Le principal reproche fait aux YouTubeurs concerne le fait qu’ils puissent être payés par une marque pour parler de ses produits sans mentionner explicitement cette relation commerciale. « A l’image de faux avis de consommateurs, il s’agit d’une pratique commerciale trompeuse », dit un enquêteur. Et même si les déclarations de décembre 2015 du secrétariat d’Etat au commerce avait découragé les ardeurs de certains YouTubeurs et en avait encouragé d’autres à revoir leurs habitudes, plusieurs seront sanctionnés « avant l’été », dit-on à la DGCCRF.

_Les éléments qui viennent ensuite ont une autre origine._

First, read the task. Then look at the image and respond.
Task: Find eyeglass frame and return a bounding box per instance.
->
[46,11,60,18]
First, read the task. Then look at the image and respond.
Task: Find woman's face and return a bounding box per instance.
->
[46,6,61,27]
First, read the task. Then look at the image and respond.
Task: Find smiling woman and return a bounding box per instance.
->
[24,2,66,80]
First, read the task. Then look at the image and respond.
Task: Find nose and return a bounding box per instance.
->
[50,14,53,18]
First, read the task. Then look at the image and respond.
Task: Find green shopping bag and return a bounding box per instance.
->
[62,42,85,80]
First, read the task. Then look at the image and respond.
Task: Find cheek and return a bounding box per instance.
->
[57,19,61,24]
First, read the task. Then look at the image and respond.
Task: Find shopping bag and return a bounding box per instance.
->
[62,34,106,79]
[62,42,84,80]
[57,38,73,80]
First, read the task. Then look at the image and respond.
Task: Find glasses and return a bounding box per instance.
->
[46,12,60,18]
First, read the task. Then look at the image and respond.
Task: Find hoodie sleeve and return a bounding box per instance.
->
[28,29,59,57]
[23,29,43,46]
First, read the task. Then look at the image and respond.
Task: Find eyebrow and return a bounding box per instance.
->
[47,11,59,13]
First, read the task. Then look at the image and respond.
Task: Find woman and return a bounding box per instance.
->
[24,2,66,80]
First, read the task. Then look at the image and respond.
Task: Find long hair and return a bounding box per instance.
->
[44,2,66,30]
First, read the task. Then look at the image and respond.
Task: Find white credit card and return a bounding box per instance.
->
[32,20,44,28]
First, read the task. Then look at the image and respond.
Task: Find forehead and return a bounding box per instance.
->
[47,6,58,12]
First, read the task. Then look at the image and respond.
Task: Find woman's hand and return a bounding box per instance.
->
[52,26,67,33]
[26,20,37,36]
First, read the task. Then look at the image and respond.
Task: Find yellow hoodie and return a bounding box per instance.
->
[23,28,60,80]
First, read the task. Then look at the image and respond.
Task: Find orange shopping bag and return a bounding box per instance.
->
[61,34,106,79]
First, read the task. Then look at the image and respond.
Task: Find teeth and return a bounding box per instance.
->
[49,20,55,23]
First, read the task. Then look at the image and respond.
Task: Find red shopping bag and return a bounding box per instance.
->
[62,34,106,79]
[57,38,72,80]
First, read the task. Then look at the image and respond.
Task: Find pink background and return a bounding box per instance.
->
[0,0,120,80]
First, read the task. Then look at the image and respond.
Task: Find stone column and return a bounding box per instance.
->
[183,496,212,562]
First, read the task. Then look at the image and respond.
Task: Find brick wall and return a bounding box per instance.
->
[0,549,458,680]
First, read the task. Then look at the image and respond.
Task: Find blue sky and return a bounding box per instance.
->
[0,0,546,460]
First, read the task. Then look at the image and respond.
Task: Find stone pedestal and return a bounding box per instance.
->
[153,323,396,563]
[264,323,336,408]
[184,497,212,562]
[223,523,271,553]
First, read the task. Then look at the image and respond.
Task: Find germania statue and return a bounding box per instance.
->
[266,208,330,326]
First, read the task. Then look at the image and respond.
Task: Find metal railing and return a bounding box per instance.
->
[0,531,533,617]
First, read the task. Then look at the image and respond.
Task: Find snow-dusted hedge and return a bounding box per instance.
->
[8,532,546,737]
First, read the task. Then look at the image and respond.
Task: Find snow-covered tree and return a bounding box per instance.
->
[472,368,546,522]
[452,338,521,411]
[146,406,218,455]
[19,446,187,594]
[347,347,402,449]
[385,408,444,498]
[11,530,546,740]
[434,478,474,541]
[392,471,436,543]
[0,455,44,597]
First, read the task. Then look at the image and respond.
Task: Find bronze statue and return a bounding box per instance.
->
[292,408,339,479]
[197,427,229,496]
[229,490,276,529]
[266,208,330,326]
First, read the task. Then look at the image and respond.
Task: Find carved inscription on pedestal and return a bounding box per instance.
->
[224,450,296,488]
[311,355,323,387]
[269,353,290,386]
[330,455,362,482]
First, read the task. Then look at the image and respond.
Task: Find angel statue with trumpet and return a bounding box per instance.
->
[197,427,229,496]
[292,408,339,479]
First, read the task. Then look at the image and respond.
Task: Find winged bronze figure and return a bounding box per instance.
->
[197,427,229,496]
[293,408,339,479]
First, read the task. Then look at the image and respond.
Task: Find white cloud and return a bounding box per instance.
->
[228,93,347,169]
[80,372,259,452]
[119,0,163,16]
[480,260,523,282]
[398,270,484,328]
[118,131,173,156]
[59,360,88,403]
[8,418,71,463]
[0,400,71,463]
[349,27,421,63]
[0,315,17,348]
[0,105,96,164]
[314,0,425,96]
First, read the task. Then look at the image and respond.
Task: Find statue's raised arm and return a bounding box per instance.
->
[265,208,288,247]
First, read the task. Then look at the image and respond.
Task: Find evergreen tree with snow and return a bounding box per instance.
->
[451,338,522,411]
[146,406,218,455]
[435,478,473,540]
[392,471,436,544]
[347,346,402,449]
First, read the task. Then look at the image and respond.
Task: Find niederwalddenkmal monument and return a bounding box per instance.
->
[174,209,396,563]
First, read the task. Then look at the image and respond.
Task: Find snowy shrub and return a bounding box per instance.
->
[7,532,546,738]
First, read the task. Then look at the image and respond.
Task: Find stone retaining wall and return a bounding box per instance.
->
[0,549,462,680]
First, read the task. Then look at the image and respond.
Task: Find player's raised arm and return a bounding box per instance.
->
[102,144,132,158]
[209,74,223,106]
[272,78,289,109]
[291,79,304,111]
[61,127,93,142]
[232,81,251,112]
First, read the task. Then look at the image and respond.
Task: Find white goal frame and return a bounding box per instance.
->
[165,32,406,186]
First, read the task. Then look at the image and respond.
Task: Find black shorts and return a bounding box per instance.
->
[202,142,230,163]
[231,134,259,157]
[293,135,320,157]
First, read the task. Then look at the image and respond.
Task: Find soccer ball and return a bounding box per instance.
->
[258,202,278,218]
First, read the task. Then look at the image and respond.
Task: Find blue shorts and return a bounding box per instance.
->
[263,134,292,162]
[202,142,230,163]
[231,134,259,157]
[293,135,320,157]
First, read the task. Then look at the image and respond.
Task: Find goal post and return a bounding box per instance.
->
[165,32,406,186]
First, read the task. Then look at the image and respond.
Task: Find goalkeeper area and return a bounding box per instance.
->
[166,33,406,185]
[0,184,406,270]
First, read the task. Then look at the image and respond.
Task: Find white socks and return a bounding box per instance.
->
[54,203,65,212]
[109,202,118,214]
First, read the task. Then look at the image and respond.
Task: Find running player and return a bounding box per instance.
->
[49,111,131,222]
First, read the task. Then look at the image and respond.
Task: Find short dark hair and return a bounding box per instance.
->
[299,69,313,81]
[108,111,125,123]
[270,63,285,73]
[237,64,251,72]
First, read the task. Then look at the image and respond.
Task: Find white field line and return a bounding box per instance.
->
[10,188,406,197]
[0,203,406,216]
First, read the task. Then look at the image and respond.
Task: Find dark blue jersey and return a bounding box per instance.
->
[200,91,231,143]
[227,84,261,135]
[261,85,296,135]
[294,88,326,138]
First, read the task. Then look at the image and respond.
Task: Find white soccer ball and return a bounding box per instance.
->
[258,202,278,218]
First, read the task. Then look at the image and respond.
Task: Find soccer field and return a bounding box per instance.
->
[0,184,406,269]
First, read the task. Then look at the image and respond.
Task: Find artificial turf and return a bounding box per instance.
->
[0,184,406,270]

Les enquêteurs se sont notamment intéressés à une dizaine de YouTubeurs qui ont perçu, en fonction de leur notoriété, des sommes comprises entre 20 000 et 100 000 euros pour chanter les louanges d’une marque devoiture, sans faire mention de la relation contractuelle qui les liait au constructeur. Pour cette publicité dissimulée, la DGCCRF, peut imposer des amendes allant jusqu’au montant perçu par l’auteur des faits.

 
« Transaction à l’amiable »

Selon la procédure, les services anti-fraudes proposeront une « transaction à l’amiable » aux YouTubeurs concernés via le procureur de la République de Paris. S’il n’y a pas d’accord, l’affaire est portée devant le tribunal correctionnel. Le risque existe alors de voir la sanction alourdie, et accompagnée d’une obligation de rendre la condamnation publique ; une mauvaise publicité qui décourage les récalcitrants. « Dans 95 % des cas, les transactions sont réalisées à l’amiable », assure-t-on d’ailleurs à Bercy.

Les YouTubeurs ne seront pas les seuls mis en cause. Les services de la répression des fraudes chercheront ensuite à savoir si l’agence média qui a conclu les contrats avec ces animateurs du XXIe siècle, les a obligé à masquer la relation commerciale. Dans ce cas, la sanction pourrait être beaucoup plus lourde, et atteindre « la moitié du budget total de la campagne médias », explique-t-on à Bercy. Le constructeur automobile, dont la campagne médias est actuellement en ligne de mire, a visiblement dépensé plusieurs millions d’euros. Une facture salée en vue pour l’intermédiaire.